What the audit report contains
- version of the Audit app
- recognized runtime environment
- original link
- cleaned result
- recognized link type
- found categories
- removed parts
- deliberately kept parts
- cautious or unclear decisions
- technical context where relevant to the analysis
What the audit report is useful for
- to document a decision before publication
- to understand later what happened with an unusual link
- to share an analysis internally
- to make a support request specific
11) Limits of SafeShare Audit
SafeShare Audit helps you understand and clean the link itself. It does not change the target page or the entire tracking behavior of the web.
SafeShare Audit does not make you anonymous
A cleaned link is not automatically an anonymous link. The target page can still set cookies, store logs, use fingerprinting, or run its own analytics systems.
Not every parameter is clear
A parameter can play a different role depending on the website.
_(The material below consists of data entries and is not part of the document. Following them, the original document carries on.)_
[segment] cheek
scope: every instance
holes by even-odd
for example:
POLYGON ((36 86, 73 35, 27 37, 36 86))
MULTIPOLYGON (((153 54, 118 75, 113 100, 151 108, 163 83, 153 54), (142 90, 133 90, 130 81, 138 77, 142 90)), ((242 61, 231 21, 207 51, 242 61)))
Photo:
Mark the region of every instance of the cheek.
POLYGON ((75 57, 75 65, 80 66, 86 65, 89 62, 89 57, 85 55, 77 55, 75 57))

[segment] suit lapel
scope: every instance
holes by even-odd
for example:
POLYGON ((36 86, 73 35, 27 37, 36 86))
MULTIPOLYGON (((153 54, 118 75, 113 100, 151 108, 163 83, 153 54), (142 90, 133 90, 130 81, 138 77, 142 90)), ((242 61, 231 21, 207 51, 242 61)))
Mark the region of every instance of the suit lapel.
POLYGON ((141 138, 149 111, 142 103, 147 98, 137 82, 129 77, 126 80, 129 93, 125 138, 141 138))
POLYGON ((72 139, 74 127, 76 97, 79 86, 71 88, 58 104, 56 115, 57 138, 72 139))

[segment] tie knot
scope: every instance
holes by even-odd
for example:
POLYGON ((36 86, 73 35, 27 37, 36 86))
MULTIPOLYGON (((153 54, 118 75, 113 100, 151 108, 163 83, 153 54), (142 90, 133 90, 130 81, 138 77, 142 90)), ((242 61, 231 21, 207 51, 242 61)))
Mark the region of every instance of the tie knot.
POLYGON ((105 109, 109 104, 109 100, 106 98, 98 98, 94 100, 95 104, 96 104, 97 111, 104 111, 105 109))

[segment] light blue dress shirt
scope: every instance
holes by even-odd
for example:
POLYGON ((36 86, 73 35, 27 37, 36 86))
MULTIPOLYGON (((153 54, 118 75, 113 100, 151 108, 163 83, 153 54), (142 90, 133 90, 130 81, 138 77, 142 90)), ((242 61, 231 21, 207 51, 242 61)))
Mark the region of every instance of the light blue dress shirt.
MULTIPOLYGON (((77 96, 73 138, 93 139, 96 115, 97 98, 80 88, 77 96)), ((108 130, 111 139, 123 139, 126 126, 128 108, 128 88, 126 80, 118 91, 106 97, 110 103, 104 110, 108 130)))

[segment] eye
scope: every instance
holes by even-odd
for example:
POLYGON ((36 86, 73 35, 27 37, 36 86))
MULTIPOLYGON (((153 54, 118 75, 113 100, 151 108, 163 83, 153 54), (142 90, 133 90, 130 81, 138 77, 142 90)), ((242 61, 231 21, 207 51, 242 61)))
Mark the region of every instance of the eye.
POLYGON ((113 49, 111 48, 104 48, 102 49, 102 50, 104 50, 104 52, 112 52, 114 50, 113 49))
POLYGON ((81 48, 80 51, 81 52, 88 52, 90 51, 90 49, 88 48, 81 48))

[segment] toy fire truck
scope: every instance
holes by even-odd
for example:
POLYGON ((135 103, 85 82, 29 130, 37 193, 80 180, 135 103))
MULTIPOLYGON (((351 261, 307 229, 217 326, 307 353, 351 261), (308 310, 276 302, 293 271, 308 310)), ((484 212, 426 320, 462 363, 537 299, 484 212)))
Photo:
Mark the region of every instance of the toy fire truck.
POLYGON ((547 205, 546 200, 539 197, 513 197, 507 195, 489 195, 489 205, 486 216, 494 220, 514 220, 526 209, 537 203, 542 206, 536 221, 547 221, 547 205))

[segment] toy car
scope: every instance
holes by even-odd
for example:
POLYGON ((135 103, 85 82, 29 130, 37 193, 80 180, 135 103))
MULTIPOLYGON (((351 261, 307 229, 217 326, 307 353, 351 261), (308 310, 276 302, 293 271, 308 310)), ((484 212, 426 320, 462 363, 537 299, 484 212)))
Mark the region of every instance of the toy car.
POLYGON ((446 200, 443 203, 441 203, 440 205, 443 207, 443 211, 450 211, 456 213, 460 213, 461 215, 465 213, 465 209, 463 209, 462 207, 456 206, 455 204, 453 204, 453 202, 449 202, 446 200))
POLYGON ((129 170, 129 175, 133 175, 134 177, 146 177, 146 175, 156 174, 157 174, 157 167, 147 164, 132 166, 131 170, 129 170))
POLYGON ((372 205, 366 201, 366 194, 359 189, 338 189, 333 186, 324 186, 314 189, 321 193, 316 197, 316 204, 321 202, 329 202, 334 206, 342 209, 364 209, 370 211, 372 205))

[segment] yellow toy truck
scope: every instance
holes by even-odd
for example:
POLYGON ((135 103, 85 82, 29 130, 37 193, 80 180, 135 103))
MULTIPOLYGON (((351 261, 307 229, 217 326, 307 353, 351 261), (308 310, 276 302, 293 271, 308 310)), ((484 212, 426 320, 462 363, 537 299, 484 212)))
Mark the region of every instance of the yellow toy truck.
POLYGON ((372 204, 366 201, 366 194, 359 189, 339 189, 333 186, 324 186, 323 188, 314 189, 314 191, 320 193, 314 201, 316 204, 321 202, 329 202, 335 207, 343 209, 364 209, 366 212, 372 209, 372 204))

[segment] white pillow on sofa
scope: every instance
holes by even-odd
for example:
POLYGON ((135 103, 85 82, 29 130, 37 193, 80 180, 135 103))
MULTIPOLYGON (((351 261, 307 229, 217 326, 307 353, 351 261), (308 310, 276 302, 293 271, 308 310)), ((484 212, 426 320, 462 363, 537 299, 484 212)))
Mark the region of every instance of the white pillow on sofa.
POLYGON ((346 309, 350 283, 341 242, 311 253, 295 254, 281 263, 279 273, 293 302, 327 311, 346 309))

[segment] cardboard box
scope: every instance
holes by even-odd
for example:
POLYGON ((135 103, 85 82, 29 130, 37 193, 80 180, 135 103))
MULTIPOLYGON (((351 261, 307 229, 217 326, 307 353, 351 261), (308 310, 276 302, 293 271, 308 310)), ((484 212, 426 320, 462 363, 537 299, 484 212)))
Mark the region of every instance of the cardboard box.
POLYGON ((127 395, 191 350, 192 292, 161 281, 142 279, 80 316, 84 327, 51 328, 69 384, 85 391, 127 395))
That is why SafeShare Audit acts cautiously and explains edge cases instead of promising artificial certainty.
- not every unknown parameter is tracking
- not every short link is better
- not every redirect can be unpacked locally
- not every platform structure is fully readable from the outside
Shortlinks and invisible targets
If a shortlink does not contain the target visibly inside the link, SafeShare Audit cannot safely recognize the target locally without opening the link online.
Removing more can cost function
If you remove too aggressively, the link may look cleaner, but lose a wanted function.
- start time or playlist in videos
- product variant in shops
- coupon or discount code
- deliberate partner attribution
- image format, size, or quality
- anchor to a page section
SafeShare Audit improves step by step
Link structures change constantly. Platforms, shops, newsletter systems, social apps, and ad systems use their own patterns. That is why a clear, extensible category logic matters more than a supposedly perfect endless list.
- more link types and platform patterns
- better detection of unusual redirects
- finer partner, coupon, and function logic
- more explanation texts for special cases
- more structured audit reports
- later team and review workflows
12) Troubleshooting
If a result looks different from what you expected, it is usually because of one specific point: link type, category, decision, or browser environment.
A link was cleaned differently than expected
First check the result card:
- which link type was recognized
- which parts were found
- which category they were assigned to
- what was removed or kept
- whether a part was treated as an unclear parameter
Partner markers are missing or remain
Partner or affiliate additions are meant to be decided consciously. Check whether you wanted to remove or keep that category.
tag, ref, referral, affiliate
Coupon is gone or remains
Coupon is its own decision. Check whether you wanted to deliberately keep discount or offer context.
coupon, coupon_code, promo, discount
An unclear parameter was removed or kept
It was probably treated as an edge case. That is not a bug, but exactly the kind of case where a conscious decision is useful.
ref_code was handled differently than expected,
check whether it was classified as an unclear parameter.
A redirect was not unpacked
SafeShare Audit can only unpack what is locally visible inside the link. If the target link is not clearly contained in a parameter, Audit cannot reliably extract it.
Copying does not work
Some browsers or embedded views block direct access to the clipboard. Then the link logic is not broken; the environment simply does not allow copying.
- first try the copy button
- if that does not work: select the result and copy it manually
- on iPhone/iPad, open directly in Safari whenever possible
- run the selftest and include the support report in your support request
The page shows old states
If old terms, old texts, or old behavior are visible, the reason may be browser cache or an old file inside the ZIP.
- reload the page
- open a new tab
- use the fresh ZIP version
- when using locally, make sure the correct file was opened
When the audit report helps
If a case remains unclear, open the audit report. It summarizes the analysis in a copyable form.